In January 1962, an agreement was reached with the Federal Aviation Administration that extended the restricted airspace around the test area. The first references to Area 51 began to appear around this time, as well as a new name applied to the control tower for the airspace: Dreamland.
A number of FAA air traffic controllers were cleared for the project, and the North American Air Defense Command (NORAD) established procedures to prevent their radar stations from reporting the appearance of the Blackbirds on their radar screens. But on the high radar range at Tonopah, operators would soon be seeing things moving much faster than they could explain.
On February 17, construction of the first aircraft was finished, and in the next few days the plane underwent its final tests. It was taken apart and stowed on the special trucks designed to move it to Groom Lake. A famous film clip shows Kelly Johnson planning the movement of the first A-12 to the base. On the chalkboard behind him is this list:
Feb 17 — Aircraft complete
Feb 18 — Aircraft put down on its gear
Feb 19–Feb 22 — Engineering final tests
Feb 23–25 — Disassemble and load on trucks
Feb 26 4:00 AM — Move out to Area 51
On February 26, 1962, at two-thirty in the morning, the convoy bearing the first plane left Burbank. It arrived by the back road to Groom Lake at about one in the afternoon on February 28. The second aircraft struck a Greyhound bus en route; the bus company was quickly and quietly compensated some $4,800 to settle the damage.
Not until April was the plane ready to fly. On April 26, 1962, pilot Lou Schalk flew the plane for about a mile and a half, just twenty feet off the ground. The plane felt like it was wallowing, and he decided to set it back down. From the ground, the crew saw the plane begin a series of lateral oscillations, which terrified Johnson, who later recorded that “it was a horrible sight.”
The tower could no longer hear Schalk, and from the tower and the ground you could see the Blackbird disappear in a great cloud of dust from the lake. It was enveloped for minutes, then finally reemerged in the distance as Schalk made a turn. They were relieved he hadn’t run into the mountains.
The first “official” flight took place on April 30, a year behind schedule, and on the second flight, on May 4, the plane went supersonic. One spectator at the first flight was Richard Bissell. He had been eased out of the CIA in February 1962, a dismissal occasioned by the Bay of Pigs fiasco the previous April and delayed only for the sake of appearances. At Kelly Johnson’s personal invitation, Bissell was standing on the white surface at Groom when the long bird he had championed took off.
Space was the next frontier of espionage, and the first flight of the Blackbird coincided almost exactly with the orbiting of the first Soviet spy satellite. From now on, airplanes at Groom would have to be kept in hangars or covered with camouflage when Soviet satellites passed overhead, as they would be sure to do. In the Kremlin, they already knew about Dreamland.
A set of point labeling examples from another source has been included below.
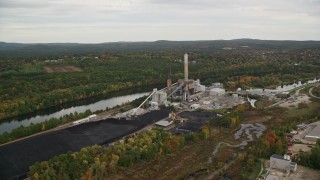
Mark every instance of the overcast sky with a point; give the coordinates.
(95, 21)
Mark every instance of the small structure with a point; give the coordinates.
(282, 163)
(159, 96)
(314, 134)
(217, 92)
(84, 120)
(164, 123)
(92, 117)
(195, 106)
(154, 106)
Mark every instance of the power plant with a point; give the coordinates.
(183, 93)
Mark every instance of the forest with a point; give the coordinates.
(39, 76)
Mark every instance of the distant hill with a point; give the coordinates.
(58, 49)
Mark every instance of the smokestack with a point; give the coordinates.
(185, 67)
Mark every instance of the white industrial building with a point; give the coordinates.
(217, 92)
(282, 163)
(159, 96)
(198, 87)
(314, 134)
(195, 106)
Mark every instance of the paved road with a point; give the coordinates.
(246, 129)
(312, 95)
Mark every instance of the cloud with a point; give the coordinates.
(109, 20)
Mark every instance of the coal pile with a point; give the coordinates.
(18, 156)
(195, 120)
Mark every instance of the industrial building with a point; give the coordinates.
(282, 163)
(164, 123)
(314, 134)
(217, 92)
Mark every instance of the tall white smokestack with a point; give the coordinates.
(185, 67)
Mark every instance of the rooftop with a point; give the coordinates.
(164, 123)
(276, 156)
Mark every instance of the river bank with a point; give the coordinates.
(101, 105)
(18, 156)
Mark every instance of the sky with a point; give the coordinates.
(97, 21)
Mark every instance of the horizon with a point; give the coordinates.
(159, 41)
(60, 21)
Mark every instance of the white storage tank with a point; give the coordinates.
(217, 91)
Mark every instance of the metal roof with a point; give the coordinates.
(315, 132)
(277, 156)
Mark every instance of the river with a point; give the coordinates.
(13, 123)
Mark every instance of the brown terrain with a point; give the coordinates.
(61, 68)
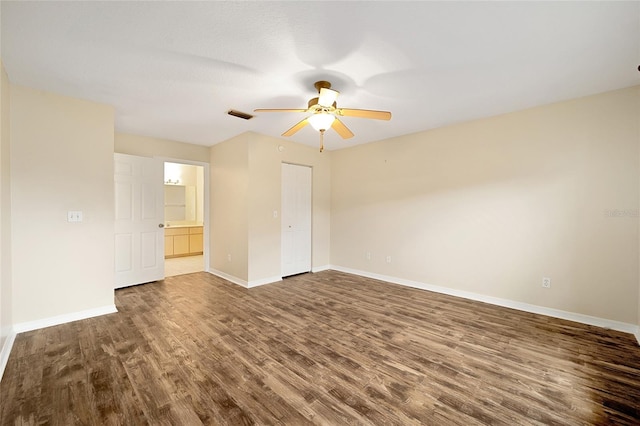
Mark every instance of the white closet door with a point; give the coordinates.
(296, 219)
(139, 233)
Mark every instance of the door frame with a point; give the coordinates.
(311, 202)
(205, 219)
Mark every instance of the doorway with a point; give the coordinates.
(184, 213)
(296, 219)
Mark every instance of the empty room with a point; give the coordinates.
(329, 213)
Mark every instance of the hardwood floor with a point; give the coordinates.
(326, 348)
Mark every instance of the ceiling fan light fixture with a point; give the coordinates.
(321, 121)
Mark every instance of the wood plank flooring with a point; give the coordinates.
(326, 348)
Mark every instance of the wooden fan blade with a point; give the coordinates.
(278, 110)
(295, 128)
(341, 129)
(364, 113)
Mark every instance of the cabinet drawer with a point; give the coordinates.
(176, 231)
(168, 246)
(195, 243)
(180, 244)
(195, 230)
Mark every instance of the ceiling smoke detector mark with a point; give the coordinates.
(240, 114)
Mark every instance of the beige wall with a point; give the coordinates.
(153, 147)
(61, 159)
(6, 316)
(228, 212)
(245, 191)
(492, 206)
(265, 168)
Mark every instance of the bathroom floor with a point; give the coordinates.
(183, 265)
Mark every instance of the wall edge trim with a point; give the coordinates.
(64, 318)
(506, 303)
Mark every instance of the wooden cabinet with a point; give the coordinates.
(183, 241)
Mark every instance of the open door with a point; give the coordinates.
(139, 220)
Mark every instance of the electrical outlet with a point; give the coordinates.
(74, 216)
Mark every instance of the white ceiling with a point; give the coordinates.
(173, 69)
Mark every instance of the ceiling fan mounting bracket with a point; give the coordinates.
(322, 85)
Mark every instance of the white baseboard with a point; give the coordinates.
(228, 277)
(241, 282)
(256, 283)
(65, 318)
(6, 350)
(571, 316)
(321, 268)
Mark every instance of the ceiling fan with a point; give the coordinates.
(325, 113)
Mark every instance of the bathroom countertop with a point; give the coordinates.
(193, 225)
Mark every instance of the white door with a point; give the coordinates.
(296, 219)
(139, 232)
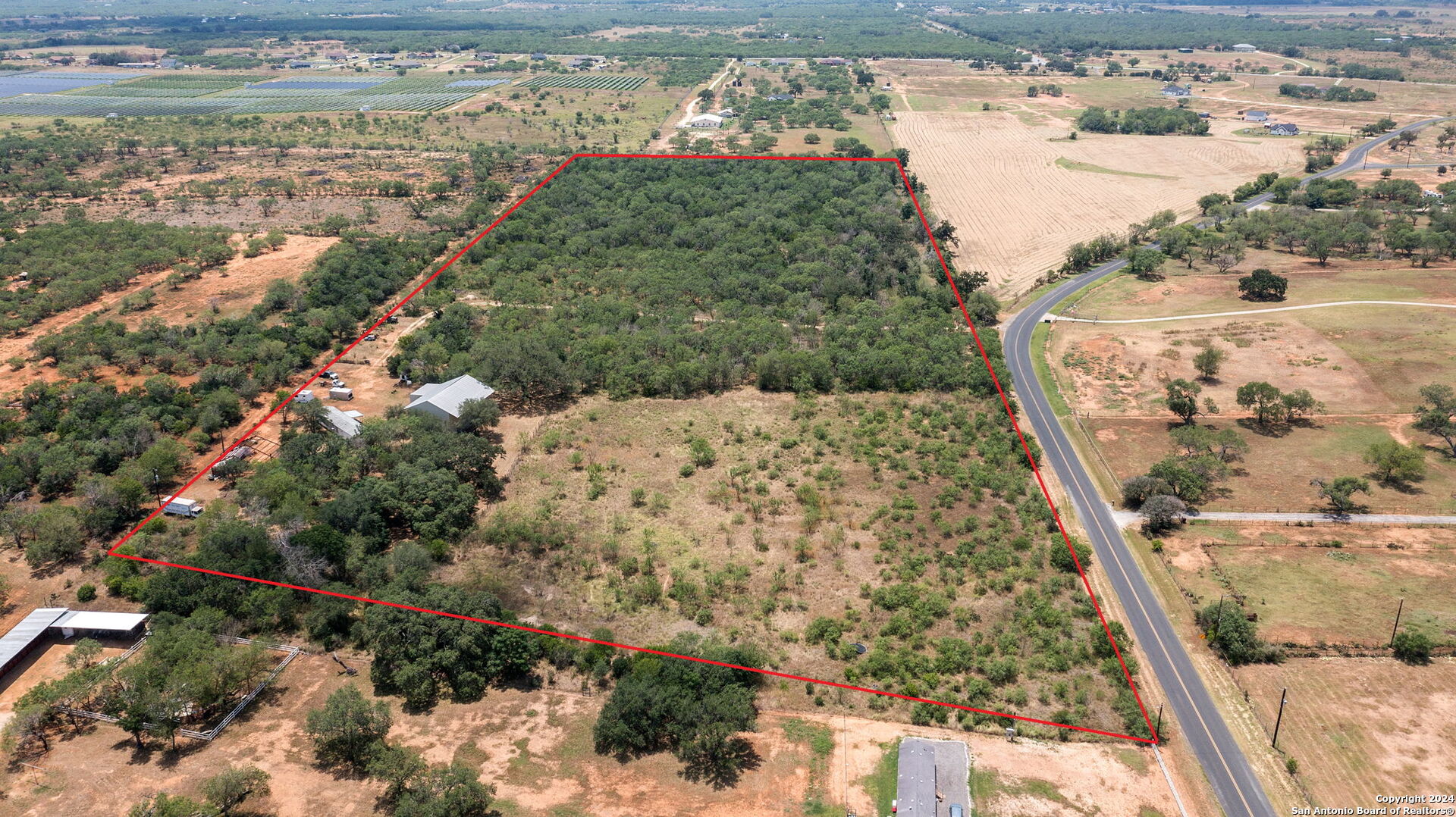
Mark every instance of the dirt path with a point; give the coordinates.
(689, 107)
(235, 293)
(1260, 311)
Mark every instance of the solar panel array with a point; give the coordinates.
(188, 93)
(476, 83)
(49, 82)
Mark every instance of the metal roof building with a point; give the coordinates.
(64, 622)
(344, 423)
(22, 637)
(916, 781)
(444, 399)
(934, 778)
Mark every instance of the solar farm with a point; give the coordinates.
(590, 82)
(93, 93)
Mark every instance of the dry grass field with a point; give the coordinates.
(1362, 727)
(1274, 475)
(1203, 290)
(1326, 584)
(1365, 363)
(998, 178)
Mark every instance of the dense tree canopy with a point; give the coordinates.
(672, 278)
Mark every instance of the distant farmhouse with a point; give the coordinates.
(444, 399)
(344, 423)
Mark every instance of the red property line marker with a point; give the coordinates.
(523, 628)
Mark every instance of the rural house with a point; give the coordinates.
(344, 423)
(444, 399)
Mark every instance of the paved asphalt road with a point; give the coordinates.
(1194, 711)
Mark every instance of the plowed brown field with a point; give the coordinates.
(996, 178)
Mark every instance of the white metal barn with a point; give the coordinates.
(344, 423)
(444, 399)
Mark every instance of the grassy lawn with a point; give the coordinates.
(1329, 584)
(1277, 471)
(1360, 727)
(1203, 290)
(883, 782)
(1337, 594)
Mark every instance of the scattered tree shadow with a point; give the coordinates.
(723, 768)
(1408, 487)
(185, 747)
(1274, 430)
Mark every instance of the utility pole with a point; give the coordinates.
(1283, 700)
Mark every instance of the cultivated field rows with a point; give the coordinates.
(998, 180)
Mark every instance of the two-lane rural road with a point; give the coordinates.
(1199, 720)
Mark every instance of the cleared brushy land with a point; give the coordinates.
(908, 524)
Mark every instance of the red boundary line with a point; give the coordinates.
(466, 248)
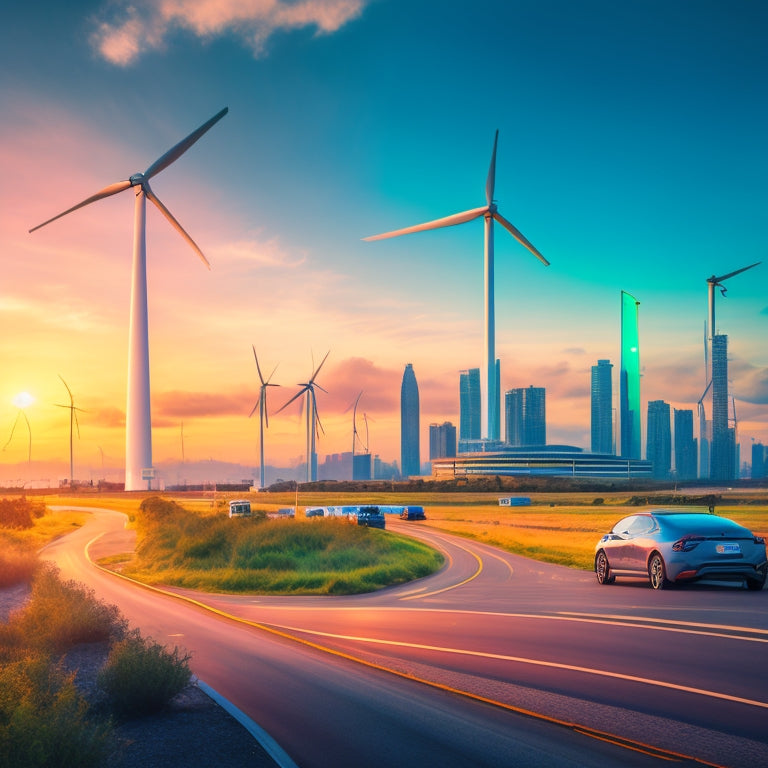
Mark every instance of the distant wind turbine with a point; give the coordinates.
(313, 420)
(138, 423)
(709, 332)
(73, 409)
(489, 212)
(261, 404)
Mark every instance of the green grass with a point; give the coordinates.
(211, 552)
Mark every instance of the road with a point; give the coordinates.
(670, 673)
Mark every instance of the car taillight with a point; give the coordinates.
(687, 543)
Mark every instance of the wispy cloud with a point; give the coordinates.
(125, 30)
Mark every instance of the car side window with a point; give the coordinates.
(641, 524)
(623, 525)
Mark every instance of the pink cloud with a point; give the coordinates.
(129, 30)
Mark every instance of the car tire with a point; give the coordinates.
(603, 569)
(657, 572)
(756, 584)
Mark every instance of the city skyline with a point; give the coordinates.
(637, 164)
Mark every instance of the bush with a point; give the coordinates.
(16, 513)
(17, 565)
(43, 719)
(141, 676)
(61, 614)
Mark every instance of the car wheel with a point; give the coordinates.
(603, 569)
(758, 583)
(657, 573)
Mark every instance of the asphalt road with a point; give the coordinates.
(667, 673)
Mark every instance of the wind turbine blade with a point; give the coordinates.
(490, 183)
(297, 395)
(720, 279)
(175, 152)
(112, 189)
(447, 221)
(518, 235)
(258, 367)
(71, 399)
(168, 215)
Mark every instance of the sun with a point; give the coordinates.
(23, 400)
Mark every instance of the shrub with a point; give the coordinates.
(141, 676)
(44, 720)
(17, 565)
(15, 513)
(61, 614)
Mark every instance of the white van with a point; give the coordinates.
(240, 508)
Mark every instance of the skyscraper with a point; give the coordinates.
(659, 442)
(410, 454)
(629, 378)
(526, 416)
(685, 446)
(602, 407)
(758, 461)
(442, 440)
(469, 404)
(723, 460)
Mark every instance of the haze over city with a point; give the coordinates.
(631, 154)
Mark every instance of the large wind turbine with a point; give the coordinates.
(73, 409)
(489, 212)
(313, 420)
(138, 423)
(261, 404)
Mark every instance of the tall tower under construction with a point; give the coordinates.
(629, 378)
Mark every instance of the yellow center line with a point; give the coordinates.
(532, 662)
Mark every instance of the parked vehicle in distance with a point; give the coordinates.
(372, 517)
(239, 508)
(670, 546)
(413, 513)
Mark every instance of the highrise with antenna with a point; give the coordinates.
(138, 421)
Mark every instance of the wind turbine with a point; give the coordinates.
(313, 420)
(261, 404)
(489, 212)
(72, 423)
(712, 283)
(138, 423)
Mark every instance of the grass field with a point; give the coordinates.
(558, 527)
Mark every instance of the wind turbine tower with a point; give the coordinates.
(72, 423)
(714, 382)
(138, 422)
(313, 420)
(491, 418)
(261, 404)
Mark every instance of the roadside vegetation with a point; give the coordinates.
(212, 552)
(45, 720)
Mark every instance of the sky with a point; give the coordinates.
(632, 154)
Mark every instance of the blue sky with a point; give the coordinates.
(632, 153)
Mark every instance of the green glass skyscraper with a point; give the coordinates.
(409, 424)
(629, 378)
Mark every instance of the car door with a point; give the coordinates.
(618, 544)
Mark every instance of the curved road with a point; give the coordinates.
(678, 673)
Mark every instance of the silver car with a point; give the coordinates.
(676, 546)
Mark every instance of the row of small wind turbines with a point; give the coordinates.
(138, 454)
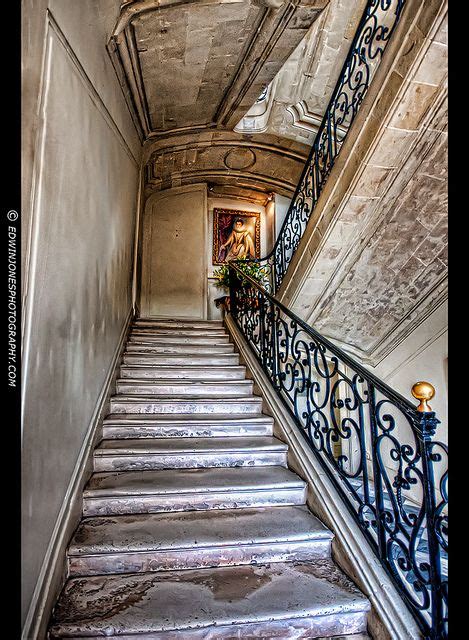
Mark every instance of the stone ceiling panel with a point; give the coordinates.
(191, 65)
(188, 56)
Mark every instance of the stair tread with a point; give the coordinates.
(183, 383)
(182, 418)
(197, 598)
(189, 445)
(188, 529)
(174, 399)
(177, 481)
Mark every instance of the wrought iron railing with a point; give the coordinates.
(376, 447)
(373, 33)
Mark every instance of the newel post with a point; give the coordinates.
(426, 424)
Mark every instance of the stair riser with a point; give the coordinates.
(178, 339)
(157, 431)
(318, 627)
(188, 461)
(170, 330)
(183, 360)
(181, 373)
(192, 407)
(192, 558)
(178, 324)
(182, 348)
(203, 389)
(107, 506)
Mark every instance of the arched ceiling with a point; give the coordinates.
(192, 66)
(191, 70)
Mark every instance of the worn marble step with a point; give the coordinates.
(126, 425)
(167, 372)
(157, 347)
(188, 453)
(129, 492)
(182, 359)
(282, 600)
(178, 338)
(181, 325)
(173, 404)
(193, 539)
(203, 334)
(217, 389)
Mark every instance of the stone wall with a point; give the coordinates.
(372, 265)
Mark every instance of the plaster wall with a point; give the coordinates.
(281, 209)
(81, 157)
(174, 258)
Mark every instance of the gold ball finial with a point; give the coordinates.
(423, 391)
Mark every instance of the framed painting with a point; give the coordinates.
(236, 234)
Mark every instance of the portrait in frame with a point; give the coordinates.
(236, 234)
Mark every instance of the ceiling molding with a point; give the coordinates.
(305, 119)
(274, 29)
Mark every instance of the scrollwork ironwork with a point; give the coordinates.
(374, 31)
(373, 443)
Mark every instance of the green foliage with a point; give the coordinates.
(253, 269)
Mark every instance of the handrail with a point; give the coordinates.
(376, 26)
(375, 446)
(382, 386)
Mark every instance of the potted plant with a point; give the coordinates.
(251, 268)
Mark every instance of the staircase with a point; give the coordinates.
(193, 526)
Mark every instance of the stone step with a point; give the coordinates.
(166, 372)
(145, 338)
(187, 359)
(173, 404)
(281, 600)
(129, 492)
(191, 540)
(163, 323)
(127, 425)
(189, 453)
(175, 333)
(216, 389)
(157, 347)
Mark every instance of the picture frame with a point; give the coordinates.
(236, 234)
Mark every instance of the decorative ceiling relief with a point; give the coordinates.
(193, 66)
(239, 159)
(225, 158)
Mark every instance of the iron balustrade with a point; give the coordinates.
(375, 446)
(374, 31)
The pressure to get the Blackbird operational mounted in the fall. In January 1963, Bob Gilliland arrived at the test location, ready to fly the Air Force fighter version of the plane, joining pilots Bill Park and Jim Eastham. On May 24 came the first crash, when the pitot tube iced up and left pilot Ken Collins with no accurate speed indication. He bailed out over Wendover, Utah. A farmer in a pickup truck found him. “I’ve just crashed an F-105 with a nuclear weapon on board,” Collins said. “Let’s get out of here and find a phone.” The farmer quickly complied.